Quando o arco-iris surgia eu ia correndo na sua direção. Mas o arco-iris estava sempre distanciando. Igual os políticos distante do povo. Eu cançava e sentava. Depois começava a chorar. Mas o povo não deve cançar. Não deve chorar. Deve lutar para melhorar o Brasil para os nossos filhos não sofrer o que estamos sofrendo. Eu voltava e dizia para a mamãe:
– O arco-iris foge de mim.
... Nós somos pobres, viemos para as margens do rio. As margens do rio são lugares do lixo e dos marginais. Gente de favela é considerado marginais. Não mais se vê os corvos voando as margens do rio, perto dos lixos. Os homens desempregados substituíram os corvos.

Eu deixei o leito as 3 da manhã porque quando a gente perde o sono começa pensar nas misérias que nos rodeia (...) Deixei o leito para escrever. Enquanto escrevo vou pensando que resido num castelo cor de ouro que reluz na luz do sol. Que as janelas são de prata e as luzes de brilhantes. Que a minha vista circula no jardim e eu contemplo as flores de todas as qualidades (...) É preciso criar este ambiente de fantasia, para esquecer que estou na favela.
Fiz o café e fui carregar água. Olhei o céu, a estrela Dalva já estava no céu. Como é horrível pisar na lama.
As horas em que sou feliz é quando estou residindo nos castelos imaginários.

O branco é que diz que é superior. Mas que superioridade apresenta o branco? Se o negro bebe pinga, o branco bebe. A enfermidade que atinge o preto, atinge o branco. Se o branco sente fome, o negro também. A natureza não seleciona ninguém.

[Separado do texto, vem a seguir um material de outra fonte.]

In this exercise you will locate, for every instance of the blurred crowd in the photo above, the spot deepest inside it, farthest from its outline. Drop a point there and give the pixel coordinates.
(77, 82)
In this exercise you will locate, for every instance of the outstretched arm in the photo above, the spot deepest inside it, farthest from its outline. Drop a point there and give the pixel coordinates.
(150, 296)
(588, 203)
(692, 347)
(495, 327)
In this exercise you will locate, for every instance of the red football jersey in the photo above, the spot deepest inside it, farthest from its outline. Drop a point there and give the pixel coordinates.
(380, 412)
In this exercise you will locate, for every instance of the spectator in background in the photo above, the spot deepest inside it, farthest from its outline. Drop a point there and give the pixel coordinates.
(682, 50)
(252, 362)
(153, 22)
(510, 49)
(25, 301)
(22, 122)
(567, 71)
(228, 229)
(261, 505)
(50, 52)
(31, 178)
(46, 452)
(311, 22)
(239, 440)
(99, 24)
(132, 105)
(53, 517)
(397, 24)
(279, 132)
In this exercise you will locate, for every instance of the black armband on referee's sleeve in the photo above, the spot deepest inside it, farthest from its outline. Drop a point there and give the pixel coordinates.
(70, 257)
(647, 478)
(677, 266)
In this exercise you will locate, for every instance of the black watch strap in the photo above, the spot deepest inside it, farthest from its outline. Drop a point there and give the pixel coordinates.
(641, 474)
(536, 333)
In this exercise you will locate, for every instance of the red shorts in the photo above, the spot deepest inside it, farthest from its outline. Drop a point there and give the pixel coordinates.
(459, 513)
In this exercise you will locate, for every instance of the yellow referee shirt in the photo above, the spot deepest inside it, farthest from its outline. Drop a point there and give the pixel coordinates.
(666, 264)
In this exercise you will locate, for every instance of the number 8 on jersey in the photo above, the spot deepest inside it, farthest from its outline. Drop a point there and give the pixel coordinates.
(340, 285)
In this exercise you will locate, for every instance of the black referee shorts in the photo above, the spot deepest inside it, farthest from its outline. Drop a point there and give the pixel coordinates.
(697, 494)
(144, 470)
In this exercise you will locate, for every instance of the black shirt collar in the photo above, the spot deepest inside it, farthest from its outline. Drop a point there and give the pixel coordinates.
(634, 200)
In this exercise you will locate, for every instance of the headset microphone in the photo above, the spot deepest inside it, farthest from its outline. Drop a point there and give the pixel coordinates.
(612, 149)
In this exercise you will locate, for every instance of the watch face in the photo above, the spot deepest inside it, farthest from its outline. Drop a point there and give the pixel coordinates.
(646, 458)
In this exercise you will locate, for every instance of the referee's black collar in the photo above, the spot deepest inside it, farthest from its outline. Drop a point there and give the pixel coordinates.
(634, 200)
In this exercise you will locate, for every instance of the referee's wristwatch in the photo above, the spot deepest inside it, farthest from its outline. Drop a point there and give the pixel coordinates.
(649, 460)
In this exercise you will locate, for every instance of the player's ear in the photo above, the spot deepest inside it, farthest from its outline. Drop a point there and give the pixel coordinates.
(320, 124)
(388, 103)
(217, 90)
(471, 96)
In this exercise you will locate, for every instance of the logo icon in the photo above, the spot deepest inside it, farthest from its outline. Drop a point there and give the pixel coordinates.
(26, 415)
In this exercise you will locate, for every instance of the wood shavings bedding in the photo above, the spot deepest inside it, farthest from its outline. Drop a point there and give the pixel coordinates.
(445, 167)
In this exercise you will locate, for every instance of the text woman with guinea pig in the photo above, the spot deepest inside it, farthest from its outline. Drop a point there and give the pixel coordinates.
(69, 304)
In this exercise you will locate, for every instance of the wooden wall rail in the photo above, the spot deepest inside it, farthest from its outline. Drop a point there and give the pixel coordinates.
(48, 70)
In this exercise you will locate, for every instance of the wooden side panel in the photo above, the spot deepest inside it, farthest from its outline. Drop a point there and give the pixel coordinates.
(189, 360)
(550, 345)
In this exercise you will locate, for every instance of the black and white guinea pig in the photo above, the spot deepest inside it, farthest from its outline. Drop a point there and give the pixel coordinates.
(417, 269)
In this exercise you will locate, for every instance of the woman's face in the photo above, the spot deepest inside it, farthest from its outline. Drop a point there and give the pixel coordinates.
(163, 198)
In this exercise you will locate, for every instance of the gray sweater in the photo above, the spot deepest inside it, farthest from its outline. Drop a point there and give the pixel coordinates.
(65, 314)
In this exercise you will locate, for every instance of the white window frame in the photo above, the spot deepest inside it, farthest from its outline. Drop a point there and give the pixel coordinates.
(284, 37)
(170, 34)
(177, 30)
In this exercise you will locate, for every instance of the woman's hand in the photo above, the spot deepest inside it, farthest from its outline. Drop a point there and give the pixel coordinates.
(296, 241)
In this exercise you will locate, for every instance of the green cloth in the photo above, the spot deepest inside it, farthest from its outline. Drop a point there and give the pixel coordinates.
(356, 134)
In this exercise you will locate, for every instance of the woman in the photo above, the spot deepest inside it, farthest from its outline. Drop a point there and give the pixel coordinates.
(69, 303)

23 de junho... Passei no açougue para comprar meio quilo de carne para bife. Os preços era 24 e 28. Fiquei nervosa com a diferença dos preços. O açougueiro explicou-me que o filé é mais caro. Pensei na desventura da vaca, a escrava do homem. Que passa a existência no mato, se alimenta com vegetais, gosto de sal mas o homem não dá porque custa caro. Depois de morta é dividida. Tabelada e selecionada. E morre quando o homem quer. Em vida dá dinheiro ao homem. E morta enriquece o homem. Enfim, o mundo é como o branco quer. Eu não sou branca, não tenho nada com estas desorganizações.

... Tem pessoas aqui na favela que diz que eu quero ser muita coisa porque não bebo pinga. Eu sou sozinha. Tenho três filhos. Se eu viciar no álcool os meus filhos não irá respeitar-me. Escrevendo isto estou cometendo uma tolice. Eu não tenho que dar satisfações a ninguém. Para concluir, eu não bebo porque não gosto, e acabou-se. Eu prefiro empregar o meu dinheiro em livros do que no álcool. Se você achar que eu estou agindo acertadamente, peço-te para dizer:
– Muito bem, Carolina!

Quando eu vou na cidade tenho a impressão que estou no paraizo. Acho sublime ver o aquelas mulheres e crianças tão bem vestidas. Tão diferentes da favela. As casas com seus vasos de flores e cores variadas. Aquelas paisagens há de encantar os olhos dos visitantes de São Paulo, que ignoram que a cidade mais afamada da América do Sul está enferma. Com as suas úlceras. As favelas.

... Eu dormi. E tive um sonho maravilhoso. Sonhei que eu era um anjo. Meu vestido era amplo. Mangas longas cor de rosa. Eu ia da terra para o céu. E pegava as estrelas na mão para contemplá-las. Conversar com as estrelas. Elas organisaram um espetáculo para homenagear-me. Dançavam ao meu redor e formavam um risco luminoso.
Quando despertei pensei: eu sou tão pobre. Não posso ir num espetáculo por isso. Deus envia-me estes sonhos deslumbrantes para minh´alma dolorida. Ao Deus que me proteje, envio os meu agradecimentos.

 ... O povo não sabe revoltar-se. Deviam ir no Palacio do Ibirapuera e na Assembleia e dar uma surra nestes políticos alinhavados que não sabem administrar o pais.